A few weeks ago, I wrote in this column about the scale of unemployment and the ever-rising number of people claiming benefits. As a reminder, this number stands at 9 million.
I outlined that our ballooning welfare state has come to represent an incentive, rather than a safety net - where you get paid to do nothing - which causes massive harm to both the economy and individuals.
On Sunday, Welfare Secretary Pat MacFadden appeared on BBC One to discuss the solution to the unemployment crisis. He proposed a new £800 million youth guarantee scheme aimed at providing “intensive advice” to 900,000 people and offering work experience or training to 300,000 individuals. The plan also includes subsidised job offers for those who do not secure employment through training, depending on employers opting into the scheme. He emphasised that young people who do not actively engage with the programme without a valid reason will lose their benefits.
While I agree with some aspects of this scheme, such as those individuals not seeking work should not receive benefits, other parts raise concerns. Firstly, “intensive advice” sounds both somewhat opaque and a rather weak way to secure jobs for millions of people. Secondly, when pressed on which companies had signed up, McFadden could not identify any.
Today, as I sit in Parliament writing this, the Employment Rights Bill is progressing through the House. Labour has listened to our advice and reversed its decision to implement day-one employment rights for businesses nationwide, but this is just one part of the 330-page, job-damaging legislation. It does not alter the fact that the Bill remains unfit for purpose, nor does it change the fact that it will grant unions the ‘Right to Roam’, ban banter in pubs, or end flexible working.
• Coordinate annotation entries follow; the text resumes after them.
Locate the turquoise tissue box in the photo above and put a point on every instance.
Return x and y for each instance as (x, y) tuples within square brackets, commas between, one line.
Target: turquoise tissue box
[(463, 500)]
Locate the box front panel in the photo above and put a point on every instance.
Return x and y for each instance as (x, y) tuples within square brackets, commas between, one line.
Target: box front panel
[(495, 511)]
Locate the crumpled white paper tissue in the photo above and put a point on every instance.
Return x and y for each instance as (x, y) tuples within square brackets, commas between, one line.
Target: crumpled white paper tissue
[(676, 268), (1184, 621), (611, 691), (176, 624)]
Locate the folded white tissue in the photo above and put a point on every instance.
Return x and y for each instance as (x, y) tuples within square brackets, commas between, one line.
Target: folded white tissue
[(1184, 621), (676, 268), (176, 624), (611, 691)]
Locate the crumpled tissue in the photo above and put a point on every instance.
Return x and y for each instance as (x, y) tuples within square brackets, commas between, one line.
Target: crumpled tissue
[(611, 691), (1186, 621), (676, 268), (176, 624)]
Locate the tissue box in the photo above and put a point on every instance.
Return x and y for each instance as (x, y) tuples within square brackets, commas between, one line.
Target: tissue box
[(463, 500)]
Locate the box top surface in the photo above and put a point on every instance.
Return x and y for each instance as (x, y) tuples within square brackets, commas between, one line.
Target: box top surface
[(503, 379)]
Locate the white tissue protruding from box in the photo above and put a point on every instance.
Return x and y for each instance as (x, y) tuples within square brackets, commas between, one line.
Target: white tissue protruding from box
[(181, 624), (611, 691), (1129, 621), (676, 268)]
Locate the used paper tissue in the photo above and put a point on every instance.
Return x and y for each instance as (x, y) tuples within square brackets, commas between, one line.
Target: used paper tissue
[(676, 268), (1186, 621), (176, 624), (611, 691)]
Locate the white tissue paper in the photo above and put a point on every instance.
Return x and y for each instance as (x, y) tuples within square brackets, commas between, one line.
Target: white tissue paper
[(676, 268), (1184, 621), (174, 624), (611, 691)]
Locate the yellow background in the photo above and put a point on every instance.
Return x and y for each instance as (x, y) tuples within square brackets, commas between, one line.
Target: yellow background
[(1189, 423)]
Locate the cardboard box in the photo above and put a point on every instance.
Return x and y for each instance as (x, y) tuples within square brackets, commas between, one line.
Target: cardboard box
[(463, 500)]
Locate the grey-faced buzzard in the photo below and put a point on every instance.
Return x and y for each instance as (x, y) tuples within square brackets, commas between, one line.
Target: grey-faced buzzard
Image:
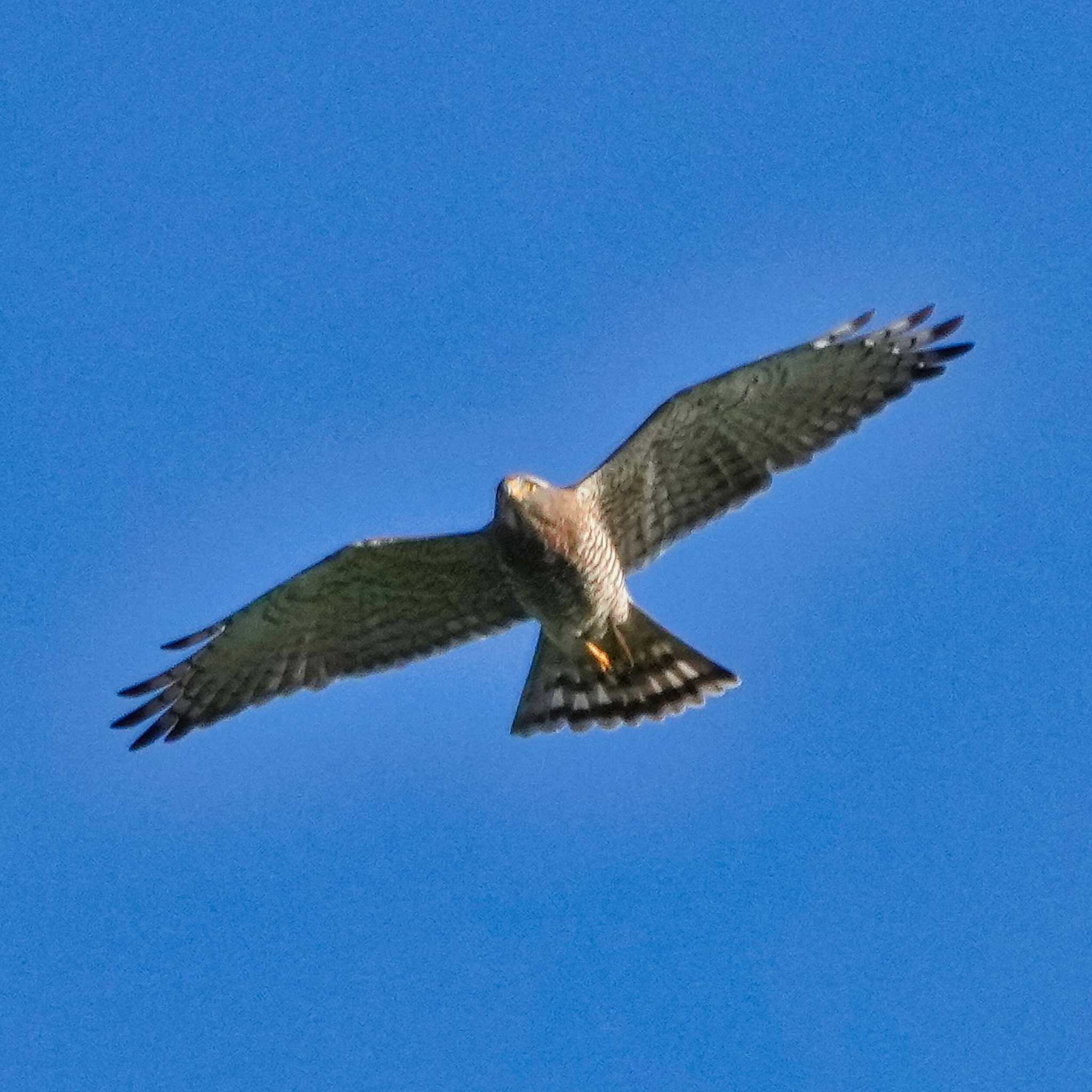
[(556, 555)]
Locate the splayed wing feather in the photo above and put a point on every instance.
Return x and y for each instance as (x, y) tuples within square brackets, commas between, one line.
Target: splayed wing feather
[(370, 606), (713, 446)]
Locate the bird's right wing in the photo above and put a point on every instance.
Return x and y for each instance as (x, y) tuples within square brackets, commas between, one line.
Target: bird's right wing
[(370, 606), (713, 446)]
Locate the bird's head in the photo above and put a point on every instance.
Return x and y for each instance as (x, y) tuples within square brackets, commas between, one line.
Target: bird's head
[(529, 504)]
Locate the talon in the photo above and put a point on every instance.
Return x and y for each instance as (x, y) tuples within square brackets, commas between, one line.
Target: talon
[(599, 655)]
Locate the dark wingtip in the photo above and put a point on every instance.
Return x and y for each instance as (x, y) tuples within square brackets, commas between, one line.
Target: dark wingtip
[(191, 639), (942, 330), (130, 719), (950, 352)]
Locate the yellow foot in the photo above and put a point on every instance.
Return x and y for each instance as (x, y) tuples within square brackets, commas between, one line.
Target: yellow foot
[(599, 655)]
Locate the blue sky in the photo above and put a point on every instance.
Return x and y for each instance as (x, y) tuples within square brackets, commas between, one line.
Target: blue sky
[(283, 277)]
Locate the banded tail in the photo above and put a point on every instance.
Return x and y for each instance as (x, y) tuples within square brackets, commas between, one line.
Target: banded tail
[(651, 675)]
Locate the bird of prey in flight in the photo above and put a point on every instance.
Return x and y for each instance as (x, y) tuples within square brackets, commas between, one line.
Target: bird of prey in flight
[(557, 555)]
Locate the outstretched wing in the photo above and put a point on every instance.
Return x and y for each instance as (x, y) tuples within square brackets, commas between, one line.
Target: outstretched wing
[(713, 446), (372, 605)]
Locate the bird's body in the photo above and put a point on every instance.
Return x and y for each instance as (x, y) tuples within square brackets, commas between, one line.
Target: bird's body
[(558, 555)]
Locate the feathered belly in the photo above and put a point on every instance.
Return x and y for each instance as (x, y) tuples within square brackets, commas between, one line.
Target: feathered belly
[(563, 595)]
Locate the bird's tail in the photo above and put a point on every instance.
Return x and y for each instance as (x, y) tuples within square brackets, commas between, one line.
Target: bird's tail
[(636, 672)]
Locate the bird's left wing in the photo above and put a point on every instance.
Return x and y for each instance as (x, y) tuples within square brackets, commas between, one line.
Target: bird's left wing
[(713, 446), (372, 605)]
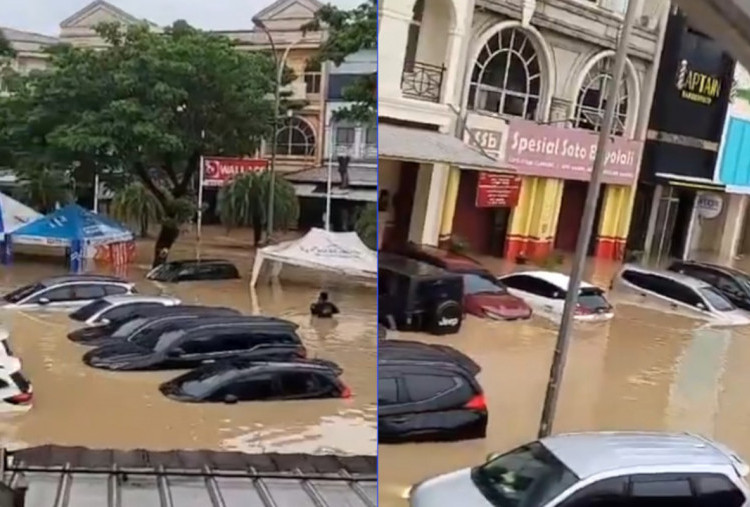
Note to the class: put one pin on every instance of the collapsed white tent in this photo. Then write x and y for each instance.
(338, 252)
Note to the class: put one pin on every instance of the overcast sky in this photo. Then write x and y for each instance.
(44, 16)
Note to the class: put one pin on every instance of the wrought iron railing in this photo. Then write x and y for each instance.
(422, 81)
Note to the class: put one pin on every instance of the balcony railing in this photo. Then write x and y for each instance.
(422, 81)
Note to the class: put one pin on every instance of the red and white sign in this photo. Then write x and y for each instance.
(218, 171)
(497, 190)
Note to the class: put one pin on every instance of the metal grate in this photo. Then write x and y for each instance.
(48, 484)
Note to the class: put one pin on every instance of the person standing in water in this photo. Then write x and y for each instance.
(323, 308)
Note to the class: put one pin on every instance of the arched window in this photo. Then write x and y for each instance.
(592, 98)
(507, 76)
(296, 137)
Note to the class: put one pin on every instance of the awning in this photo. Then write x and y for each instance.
(424, 146)
(350, 194)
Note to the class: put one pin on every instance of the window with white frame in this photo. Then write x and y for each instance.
(592, 98)
(296, 137)
(507, 75)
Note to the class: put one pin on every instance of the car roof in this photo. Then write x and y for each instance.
(411, 267)
(57, 280)
(672, 275)
(559, 280)
(588, 454)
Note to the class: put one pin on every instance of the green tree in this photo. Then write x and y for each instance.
(146, 108)
(367, 226)
(350, 31)
(135, 205)
(242, 203)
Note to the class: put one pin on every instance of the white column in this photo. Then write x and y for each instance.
(426, 214)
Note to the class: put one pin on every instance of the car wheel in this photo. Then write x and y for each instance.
(446, 318)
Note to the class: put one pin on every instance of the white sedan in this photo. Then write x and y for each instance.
(545, 292)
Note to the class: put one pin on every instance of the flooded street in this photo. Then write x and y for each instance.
(643, 370)
(78, 405)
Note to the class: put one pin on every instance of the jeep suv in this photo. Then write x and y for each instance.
(418, 296)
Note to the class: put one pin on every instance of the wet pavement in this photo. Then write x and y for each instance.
(641, 371)
(78, 405)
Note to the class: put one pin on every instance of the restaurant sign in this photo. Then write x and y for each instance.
(566, 153)
(218, 171)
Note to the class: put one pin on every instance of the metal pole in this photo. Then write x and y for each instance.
(587, 223)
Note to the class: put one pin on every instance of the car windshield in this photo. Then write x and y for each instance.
(22, 293)
(525, 477)
(90, 310)
(716, 299)
(475, 284)
(593, 299)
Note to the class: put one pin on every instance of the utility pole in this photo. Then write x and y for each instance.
(587, 223)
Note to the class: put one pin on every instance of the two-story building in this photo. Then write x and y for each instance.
(349, 154)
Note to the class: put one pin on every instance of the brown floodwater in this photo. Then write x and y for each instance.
(642, 371)
(78, 405)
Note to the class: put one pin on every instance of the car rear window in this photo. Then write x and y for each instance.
(527, 476)
(716, 299)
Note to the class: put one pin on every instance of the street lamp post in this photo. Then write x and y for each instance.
(280, 64)
(587, 223)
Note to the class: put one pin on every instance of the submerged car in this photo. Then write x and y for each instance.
(194, 270)
(66, 292)
(190, 346)
(597, 469)
(428, 394)
(121, 328)
(242, 380)
(677, 293)
(545, 292)
(113, 308)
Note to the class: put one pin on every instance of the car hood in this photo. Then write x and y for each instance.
(120, 356)
(454, 488)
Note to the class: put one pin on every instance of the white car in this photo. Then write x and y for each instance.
(65, 292)
(545, 292)
(677, 293)
(110, 308)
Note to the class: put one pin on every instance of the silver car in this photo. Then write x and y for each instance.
(597, 469)
(65, 292)
(103, 310)
(677, 293)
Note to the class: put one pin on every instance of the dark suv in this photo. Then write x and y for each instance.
(428, 394)
(418, 296)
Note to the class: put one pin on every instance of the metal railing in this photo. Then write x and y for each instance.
(422, 81)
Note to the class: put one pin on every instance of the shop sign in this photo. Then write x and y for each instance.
(218, 171)
(566, 153)
(709, 205)
(496, 190)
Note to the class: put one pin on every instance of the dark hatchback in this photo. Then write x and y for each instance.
(241, 380)
(194, 270)
(190, 346)
(428, 394)
(120, 328)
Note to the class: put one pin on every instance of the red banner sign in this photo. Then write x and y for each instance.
(218, 171)
(497, 190)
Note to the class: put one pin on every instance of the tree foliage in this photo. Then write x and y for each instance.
(350, 31)
(144, 109)
(243, 202)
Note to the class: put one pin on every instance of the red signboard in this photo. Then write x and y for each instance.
(218, 171)
(497, 190)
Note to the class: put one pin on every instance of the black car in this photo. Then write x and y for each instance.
(120, 328)
(242, 380)
(428, 394)
(734, 284)
(194, 270)
(198, 343)
(417, 296)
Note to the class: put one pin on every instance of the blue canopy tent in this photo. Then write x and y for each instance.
(72, 227)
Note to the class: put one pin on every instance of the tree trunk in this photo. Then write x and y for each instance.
(167, 237)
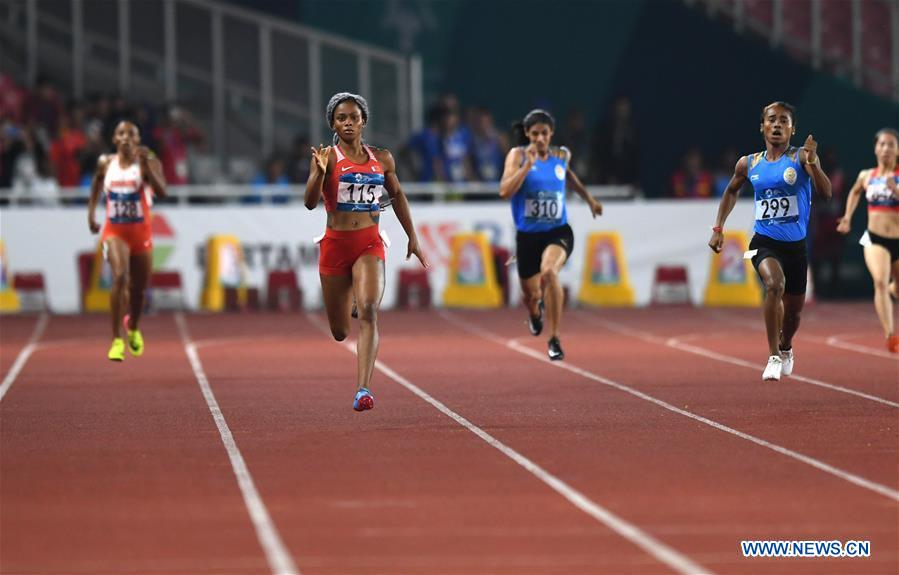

The simple fact is, businesses cannot afford to take on more workers. Since the Labour government raised National Insurance payments, businesses across the country have been struggling and shutting down. Businesses are being attacked left, right and centre, and those suffering are the youth who are unable to get jobs.
McFadden’s Sunday announcement resembled putting a sticking plaster on a war wound. The way to get people back into work is by creating an economy where businesses can afford to hire them. This means Labour must scrap employers’ national insurance hikes, stand up to its union paymasters, and remove every single job-destroying, anti-growth measure in the Employment Rights Bill now.